Picosecond luminescence approach to charge transfer in a tetraphenylporphyrin/SnO 2 interface

Abstract

The decay time of the luminescence from mono-molecular and excimer states in very thin tetraphenylporphyrin (H 2TPP) films evaporated on SnO 2 substrates has been measured in situ in a pressure of 2 × 10 −6 Pa using a picosecond dye laser at 100 K. The decay time of the 665 nm luminescence in H 2TPP on a highly conductive SnO 2 substrate (σ = 77 Ω −1 cm −1 is 800 ps in films with a thickness above 25 Å and decreases with decreasing thickness to 170 ps at 7.5 Å. Contrarily, the decay time for films on low conductive SnO 2 (σ = 4.5 × 10 −3 Ω −1 cm −1) is independent of film thickness.
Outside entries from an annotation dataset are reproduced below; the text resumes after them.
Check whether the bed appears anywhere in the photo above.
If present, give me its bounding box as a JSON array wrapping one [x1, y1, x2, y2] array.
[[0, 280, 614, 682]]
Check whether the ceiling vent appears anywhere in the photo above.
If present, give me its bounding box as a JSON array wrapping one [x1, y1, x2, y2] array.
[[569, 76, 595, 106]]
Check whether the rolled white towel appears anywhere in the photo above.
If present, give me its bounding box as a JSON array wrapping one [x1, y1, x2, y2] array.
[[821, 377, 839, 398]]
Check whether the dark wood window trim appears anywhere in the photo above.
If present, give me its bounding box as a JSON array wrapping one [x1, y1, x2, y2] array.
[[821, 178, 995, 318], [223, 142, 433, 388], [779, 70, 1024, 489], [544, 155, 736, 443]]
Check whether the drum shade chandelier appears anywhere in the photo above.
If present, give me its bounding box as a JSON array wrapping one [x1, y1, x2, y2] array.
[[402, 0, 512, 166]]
The luminescence quenching ratio calculated from the decay time coincides well with that from the relative luminescence intensity. This coincidence leads to the conclusion that luminescence quenching occurs through the mono-molecular excited state or the excimer state. We propose the following mechanism to explain these experimental results. First, a conduction electron of the highly conductive SnO 2 substrate recombines with a hole of the H 2TPP excimers resulting in a charge transfer state. Second, an electron is transferred from the excimer state of H 2TPP to the conduction band.